What’s fueling this boom outside the urban core is not just curiosity or speculation, it is practical economic necessity. In many tier-2 towns, access to traditional banking, capital markets, or even stable incomes is limited. Small business owners, homemakers, and students are using crypto to bypass these structural barriers. The average trade sizes, around ₹10,000, reflect a cautious but hopeful attempt to supplement stagnant wages or expand limited savings.
The change is apparent everywhere, in cities like Patna, Indore, and Surat, crypto has become an everyday topic. Seven of the top ten crypto-active cities in India today are not metros, but smaller towns that have never been involved in the fintech conversation in the past. As smartphones become cheaper and the internet more accessible, there has already been a convergence of sorts. During and after the pandemic, a remote-work culture and an internet-first mindset allowed even remote users to explore crypto markets. Many young Indians now turn to crypto not for quick gains, but because it represents a real opportunity to understand and participate in the global financial ecosystem.
What is more surprising is the level of grassroots energy. Training academies in cities like Nagpur are seeing record enrolment. One trainer alone claims to have taught over 1,500 newcomers since 2023. Platforms tailored for Indian users have also played a role in making onboarding easier. Social media, YouTube tutorials in vernacular languages, and peer-to-peer discussions have helped simplify what would otherwise be intimidating tech. This kind of access and aspiration explains why India is now ranked number one globally in grassroots crypto adoption.

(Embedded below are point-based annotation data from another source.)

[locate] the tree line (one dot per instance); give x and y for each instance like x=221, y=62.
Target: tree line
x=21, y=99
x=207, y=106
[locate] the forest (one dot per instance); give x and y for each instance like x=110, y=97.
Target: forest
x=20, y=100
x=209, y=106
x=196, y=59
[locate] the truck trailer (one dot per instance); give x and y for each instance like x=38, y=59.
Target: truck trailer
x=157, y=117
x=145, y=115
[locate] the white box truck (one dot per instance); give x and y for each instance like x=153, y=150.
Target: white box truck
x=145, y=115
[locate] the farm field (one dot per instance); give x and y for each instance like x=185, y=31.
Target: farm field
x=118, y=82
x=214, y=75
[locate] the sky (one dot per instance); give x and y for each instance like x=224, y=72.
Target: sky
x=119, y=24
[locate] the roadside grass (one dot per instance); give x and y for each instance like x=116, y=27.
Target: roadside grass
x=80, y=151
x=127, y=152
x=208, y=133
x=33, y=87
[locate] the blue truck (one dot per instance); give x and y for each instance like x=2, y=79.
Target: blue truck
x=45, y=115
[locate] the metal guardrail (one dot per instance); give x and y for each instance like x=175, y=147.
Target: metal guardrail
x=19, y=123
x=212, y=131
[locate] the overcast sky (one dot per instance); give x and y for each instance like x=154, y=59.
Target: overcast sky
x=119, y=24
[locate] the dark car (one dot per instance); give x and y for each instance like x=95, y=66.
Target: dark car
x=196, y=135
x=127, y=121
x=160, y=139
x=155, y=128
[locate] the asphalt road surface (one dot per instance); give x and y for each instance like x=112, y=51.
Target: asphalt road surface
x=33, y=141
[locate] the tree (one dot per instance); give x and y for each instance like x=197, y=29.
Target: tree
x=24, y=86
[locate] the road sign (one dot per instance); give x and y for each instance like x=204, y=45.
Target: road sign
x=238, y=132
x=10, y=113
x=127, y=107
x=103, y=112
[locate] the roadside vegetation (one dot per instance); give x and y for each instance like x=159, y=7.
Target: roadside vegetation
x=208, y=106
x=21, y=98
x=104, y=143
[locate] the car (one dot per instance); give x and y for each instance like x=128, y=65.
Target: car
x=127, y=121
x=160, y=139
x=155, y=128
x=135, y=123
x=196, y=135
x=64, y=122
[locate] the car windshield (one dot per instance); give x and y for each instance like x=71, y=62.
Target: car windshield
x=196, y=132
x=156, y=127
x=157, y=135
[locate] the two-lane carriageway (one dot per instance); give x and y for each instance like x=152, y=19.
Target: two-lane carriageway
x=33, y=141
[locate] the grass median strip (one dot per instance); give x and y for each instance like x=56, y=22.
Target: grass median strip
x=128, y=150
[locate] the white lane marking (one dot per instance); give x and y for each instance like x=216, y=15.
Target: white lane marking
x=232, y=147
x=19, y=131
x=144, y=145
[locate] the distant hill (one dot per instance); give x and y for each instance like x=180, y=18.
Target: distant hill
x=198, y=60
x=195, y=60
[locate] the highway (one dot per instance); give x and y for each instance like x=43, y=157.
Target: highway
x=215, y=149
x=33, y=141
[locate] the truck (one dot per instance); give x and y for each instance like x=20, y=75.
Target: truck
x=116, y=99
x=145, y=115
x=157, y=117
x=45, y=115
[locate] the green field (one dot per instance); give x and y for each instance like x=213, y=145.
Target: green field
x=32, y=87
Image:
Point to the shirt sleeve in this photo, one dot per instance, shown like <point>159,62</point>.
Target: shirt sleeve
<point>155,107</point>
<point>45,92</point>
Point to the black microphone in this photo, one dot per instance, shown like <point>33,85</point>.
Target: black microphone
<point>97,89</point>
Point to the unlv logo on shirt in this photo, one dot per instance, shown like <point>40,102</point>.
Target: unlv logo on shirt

Women are also not left behind in this movement and are joining in greater numbers too. A recent survey recorded a ten-fold increase in female participation, with states like Uttar Pradesh and Rajasthan contributing significantly. For many of these users, crypto represents financial inclusion, independence, and the ability to explore wealth-building avenues beyond traditional gold or savings accounts.
However, this rapidly expanding universe comes with its own shortcomings. For every new investor building their financial future, there are countless others falling into dangerous traps. In smaller cities, there is still a very limited access to the authentic information. Most new users are self-taught or depend on unreliable WhatsApp forwards, unverified Telegram groups, or flashy videos that oversimplify or exaggerate returns. This lack of reliable information has made it easier for scams to spread.
The stories are as widespread as they are worrying. In June 2025, Lucknow police dismantled a racket involving ₹80 lakh in USDT transactions routed through mule bank accounts, where all accused were under the age of 32. In Surat, two youngsters from Jodhpur were arrested after laundering crores in crypto, eventually wired to handlers in China, Pakistan, and Myanmar. And similar to this, multiple frauds have been reported from Jaipur, Ratlam, Bhopal, and Indore, where young and first-time investors were misled by promises of high returns and lost their savings. In one case, an MBA student was tricked by a fake investment group, lured in with small returns, losing all his money. More recently, Berhampur in Odisha joined the list when the state CID Cyber Crime Unit arrested five Surat-based fraudsters in March 2025 for siphoning ₹6.16 crore from a local businessman via a bogus “ZAIF” crypto-trading app.
The issue is further complicated by the absence of regulatory infrastructure. While India leads in adoption, it still lacks a comprehensive virtual digital asset (VDA) framework. Investors have little recourse when things go wrong.
To give India a true opportunity to lead the Web3 economy and protect the country’s most vulnerable investors, the time to act is now. The government must urgently recalibrate its approach to regulation. To begin with, the country needs to establish an Inter-Ministerial Committee consisting of representatives from the Ministry of Finance, MeitY, RBI, and industry stakeholders. The body should mandate consultation with stakeholders, a review of the best practices from international markets, and the development of a cohesive regulating framework for VDAs. In parallel, there also needs to be an immediate overhaul of tax policies. A reduction in the TDS burden, allowance to offset losses, and tiered taxation help bring formalization and instill trust in the investor base.
The heartland of India has enthusiastically and resiliently embraced crypto. As there are no boundaries within which this is happening, this zeal could just as easily come crashing down. But with appropriate guardrails, what began as the crypto craze in Tier-2 cities can evolve into a stable part of India’s digital economy. Regulatory clarity and a balanced tax environment are no longer policy options; now, they are requirements for determining if India will be a lasting leader in crypto adoption or a cautionary tale of a lost innovation.